Mira de Aire, 8 de outubro de 2041
Queridos netos,
Hoje, abordarei um assunto muito delicado. Não poderia ficar indiferente, contornar o assunto, pois se me apresentaram, neste outono de quarenta e um, situações que eu imaginaria estarem, desde há muito tempo, erradicadas.
Como vos tenho dito, nos idos de vinte, ainda havia resquícios de fundamentalismo e intolerância, não só política, mas também religiosa. Ainda sofríamos as tribulações da proto-história da política e da religião. Rastreei velhas memórias, para buscar as causas de desumanizadores paradoxos.
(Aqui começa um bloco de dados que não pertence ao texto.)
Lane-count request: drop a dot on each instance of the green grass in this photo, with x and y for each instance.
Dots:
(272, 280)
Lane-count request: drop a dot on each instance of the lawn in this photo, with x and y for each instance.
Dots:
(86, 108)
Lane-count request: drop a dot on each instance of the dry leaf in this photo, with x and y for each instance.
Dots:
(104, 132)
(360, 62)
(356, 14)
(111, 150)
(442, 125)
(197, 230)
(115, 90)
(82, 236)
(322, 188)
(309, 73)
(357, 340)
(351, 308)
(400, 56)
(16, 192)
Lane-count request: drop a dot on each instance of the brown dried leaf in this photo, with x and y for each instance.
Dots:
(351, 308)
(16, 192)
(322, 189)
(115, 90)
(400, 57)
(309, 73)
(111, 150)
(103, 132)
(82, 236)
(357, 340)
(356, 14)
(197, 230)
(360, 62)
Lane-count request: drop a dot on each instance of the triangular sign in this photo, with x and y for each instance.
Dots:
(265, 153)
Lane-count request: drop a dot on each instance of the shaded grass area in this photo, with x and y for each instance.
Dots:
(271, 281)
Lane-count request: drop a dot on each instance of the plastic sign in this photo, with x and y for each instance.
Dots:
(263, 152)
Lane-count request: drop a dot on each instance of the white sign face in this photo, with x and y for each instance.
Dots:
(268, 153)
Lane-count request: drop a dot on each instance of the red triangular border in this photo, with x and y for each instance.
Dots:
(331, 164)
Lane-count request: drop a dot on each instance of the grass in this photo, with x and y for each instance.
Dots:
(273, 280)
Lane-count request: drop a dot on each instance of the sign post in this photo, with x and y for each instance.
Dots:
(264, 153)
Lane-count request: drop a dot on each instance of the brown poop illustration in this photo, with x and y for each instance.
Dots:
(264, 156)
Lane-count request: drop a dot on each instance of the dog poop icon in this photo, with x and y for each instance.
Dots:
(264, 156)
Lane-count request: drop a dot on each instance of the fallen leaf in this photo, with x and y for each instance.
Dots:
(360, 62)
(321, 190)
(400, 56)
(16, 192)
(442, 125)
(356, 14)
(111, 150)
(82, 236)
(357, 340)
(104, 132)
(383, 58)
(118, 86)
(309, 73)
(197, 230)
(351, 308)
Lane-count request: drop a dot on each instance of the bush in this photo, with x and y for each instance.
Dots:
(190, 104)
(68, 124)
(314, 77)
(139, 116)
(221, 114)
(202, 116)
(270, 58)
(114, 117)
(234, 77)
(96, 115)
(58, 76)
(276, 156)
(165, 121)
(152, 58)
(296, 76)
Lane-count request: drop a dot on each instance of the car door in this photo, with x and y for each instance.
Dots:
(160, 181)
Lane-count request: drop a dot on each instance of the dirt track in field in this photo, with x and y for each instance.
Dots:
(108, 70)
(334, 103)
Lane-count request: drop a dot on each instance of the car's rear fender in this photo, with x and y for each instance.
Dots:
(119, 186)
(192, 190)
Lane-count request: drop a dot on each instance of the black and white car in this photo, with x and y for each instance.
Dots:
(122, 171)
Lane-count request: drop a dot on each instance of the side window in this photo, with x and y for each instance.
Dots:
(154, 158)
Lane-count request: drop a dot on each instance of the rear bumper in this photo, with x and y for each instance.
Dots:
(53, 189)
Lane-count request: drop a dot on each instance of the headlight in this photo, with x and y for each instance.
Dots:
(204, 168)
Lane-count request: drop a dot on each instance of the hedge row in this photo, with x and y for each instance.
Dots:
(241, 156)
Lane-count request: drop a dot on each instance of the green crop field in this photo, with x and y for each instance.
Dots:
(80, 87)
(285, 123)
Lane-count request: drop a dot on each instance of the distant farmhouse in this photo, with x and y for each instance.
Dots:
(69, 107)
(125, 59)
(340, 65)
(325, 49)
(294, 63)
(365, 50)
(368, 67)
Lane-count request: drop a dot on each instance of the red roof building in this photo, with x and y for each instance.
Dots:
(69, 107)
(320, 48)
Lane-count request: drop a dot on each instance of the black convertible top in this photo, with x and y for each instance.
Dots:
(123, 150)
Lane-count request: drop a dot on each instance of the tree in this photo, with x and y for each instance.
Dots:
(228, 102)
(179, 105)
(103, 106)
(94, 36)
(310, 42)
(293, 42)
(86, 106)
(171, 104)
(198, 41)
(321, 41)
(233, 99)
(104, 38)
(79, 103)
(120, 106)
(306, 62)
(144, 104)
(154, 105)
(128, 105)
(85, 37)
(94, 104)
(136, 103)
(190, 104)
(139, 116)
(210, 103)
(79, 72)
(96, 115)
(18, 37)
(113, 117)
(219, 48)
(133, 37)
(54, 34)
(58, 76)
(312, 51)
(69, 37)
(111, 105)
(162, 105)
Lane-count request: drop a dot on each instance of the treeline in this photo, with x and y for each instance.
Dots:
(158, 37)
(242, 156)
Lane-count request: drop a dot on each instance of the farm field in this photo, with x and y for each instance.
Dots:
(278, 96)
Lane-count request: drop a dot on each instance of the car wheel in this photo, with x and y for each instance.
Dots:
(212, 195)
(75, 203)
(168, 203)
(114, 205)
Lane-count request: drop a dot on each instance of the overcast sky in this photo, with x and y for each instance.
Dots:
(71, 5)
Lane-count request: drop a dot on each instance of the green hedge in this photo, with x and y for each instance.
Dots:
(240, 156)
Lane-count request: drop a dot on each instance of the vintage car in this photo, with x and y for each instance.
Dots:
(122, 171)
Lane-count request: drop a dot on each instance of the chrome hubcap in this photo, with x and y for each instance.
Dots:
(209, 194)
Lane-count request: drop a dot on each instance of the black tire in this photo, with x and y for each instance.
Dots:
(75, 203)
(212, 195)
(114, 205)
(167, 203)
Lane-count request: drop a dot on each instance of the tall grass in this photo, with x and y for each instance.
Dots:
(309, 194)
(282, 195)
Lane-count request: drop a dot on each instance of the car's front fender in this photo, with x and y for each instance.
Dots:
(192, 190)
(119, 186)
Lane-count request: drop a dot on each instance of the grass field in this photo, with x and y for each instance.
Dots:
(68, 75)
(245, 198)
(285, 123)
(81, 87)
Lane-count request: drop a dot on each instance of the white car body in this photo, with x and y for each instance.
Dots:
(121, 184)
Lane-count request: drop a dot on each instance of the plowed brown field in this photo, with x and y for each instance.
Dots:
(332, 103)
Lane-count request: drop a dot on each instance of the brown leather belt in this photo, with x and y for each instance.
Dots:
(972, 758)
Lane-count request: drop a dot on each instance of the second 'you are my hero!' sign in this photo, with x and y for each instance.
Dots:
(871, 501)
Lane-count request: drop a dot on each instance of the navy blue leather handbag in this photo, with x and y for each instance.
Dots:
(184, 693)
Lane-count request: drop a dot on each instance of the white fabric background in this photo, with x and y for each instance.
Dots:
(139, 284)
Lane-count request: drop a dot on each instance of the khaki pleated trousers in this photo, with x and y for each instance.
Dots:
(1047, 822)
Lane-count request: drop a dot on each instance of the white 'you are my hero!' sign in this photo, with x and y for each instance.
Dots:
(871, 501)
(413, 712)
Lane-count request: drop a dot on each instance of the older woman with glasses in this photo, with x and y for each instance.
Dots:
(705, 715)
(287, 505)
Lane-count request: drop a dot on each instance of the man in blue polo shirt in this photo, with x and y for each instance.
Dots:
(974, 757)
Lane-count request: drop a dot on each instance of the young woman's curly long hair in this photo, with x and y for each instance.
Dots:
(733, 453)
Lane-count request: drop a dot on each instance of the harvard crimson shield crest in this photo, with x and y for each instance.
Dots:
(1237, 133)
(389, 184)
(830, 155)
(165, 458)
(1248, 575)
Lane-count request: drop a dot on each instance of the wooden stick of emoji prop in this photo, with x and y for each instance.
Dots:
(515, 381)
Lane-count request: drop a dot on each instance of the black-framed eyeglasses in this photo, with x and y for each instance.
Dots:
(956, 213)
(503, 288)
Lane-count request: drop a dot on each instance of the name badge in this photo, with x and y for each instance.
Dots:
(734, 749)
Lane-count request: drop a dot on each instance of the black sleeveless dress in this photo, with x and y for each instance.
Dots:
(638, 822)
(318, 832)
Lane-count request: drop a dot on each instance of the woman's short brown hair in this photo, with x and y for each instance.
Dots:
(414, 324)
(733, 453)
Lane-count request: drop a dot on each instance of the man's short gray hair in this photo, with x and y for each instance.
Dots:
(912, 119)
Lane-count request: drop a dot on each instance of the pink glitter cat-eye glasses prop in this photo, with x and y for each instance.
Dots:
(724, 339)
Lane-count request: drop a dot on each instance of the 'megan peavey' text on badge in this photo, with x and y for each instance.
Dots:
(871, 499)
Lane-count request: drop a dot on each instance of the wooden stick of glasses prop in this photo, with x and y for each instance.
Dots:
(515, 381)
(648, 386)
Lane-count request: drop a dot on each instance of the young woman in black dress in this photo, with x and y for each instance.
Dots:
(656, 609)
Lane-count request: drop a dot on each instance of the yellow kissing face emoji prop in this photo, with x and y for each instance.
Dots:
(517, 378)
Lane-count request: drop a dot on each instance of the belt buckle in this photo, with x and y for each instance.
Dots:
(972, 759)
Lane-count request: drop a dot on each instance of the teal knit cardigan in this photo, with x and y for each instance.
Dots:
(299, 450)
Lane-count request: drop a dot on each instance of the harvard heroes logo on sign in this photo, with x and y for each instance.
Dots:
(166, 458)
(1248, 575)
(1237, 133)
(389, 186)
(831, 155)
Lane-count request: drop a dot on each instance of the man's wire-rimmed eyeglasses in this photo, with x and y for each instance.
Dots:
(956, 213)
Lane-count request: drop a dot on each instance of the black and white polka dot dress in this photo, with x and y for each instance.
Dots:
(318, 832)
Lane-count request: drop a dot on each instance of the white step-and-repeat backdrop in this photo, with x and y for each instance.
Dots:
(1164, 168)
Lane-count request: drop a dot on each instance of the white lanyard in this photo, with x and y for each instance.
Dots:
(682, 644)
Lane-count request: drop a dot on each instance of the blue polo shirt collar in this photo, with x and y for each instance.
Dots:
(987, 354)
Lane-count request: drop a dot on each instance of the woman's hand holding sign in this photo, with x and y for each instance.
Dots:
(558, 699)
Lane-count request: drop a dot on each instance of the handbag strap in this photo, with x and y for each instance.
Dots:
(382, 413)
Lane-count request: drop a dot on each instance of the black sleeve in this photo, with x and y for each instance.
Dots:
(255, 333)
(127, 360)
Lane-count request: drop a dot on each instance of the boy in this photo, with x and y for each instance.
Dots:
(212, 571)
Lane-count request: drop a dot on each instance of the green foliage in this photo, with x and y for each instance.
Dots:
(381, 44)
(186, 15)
E fui cair em recordações da primeira infância.
Na minha sala de aula de uma escola do Portugal de Salazar, ao lado da fotografia do ditador, havia um crucifixo. Os dias começavam com “salve rainhas, ave-marias, pais-nossos”, entoados em alta voz, à mistura com uns tapas dados na cabeça de quem rezasse em surdina. Seguia-se o estridente cantar de hinos fascistas. E, como é bom de ver, no aquecimento para a ensinagem, que se seguiria, também não faltavam as reguadas assentadas nas mãos daqueles que não tivessem feito devidamente o trabalho de casa.
O meu colega de mesa era filho de um exilado político. O seu pai era “protestante”, mas o Jorge fingia ser católico. Descoberto, foi rudemente segregado pelos fundamentalistas da época. O professor não perdia uma oportunidade de o humilhar e de, sem pretexto aparente, o agredir verbal e fisicamente. Era raro o dia em que não o “chamasse ao quadro”. Mais raro ainda, era não o agarrar pelos cabelos e lhe bater a cabeça no quadro negro, no final da “chamada”.
“Vai-te lá sentar, meu increuzinho! Vai! E não chora! Ouviu?
O Jorge engolia o choro e lambia furtivas lágrimas. A turma, hirta e muda, desviava o olhar da repulsiva cena. E baixava a cabeça, na esperança de não ser, também, um “bombo da festa”.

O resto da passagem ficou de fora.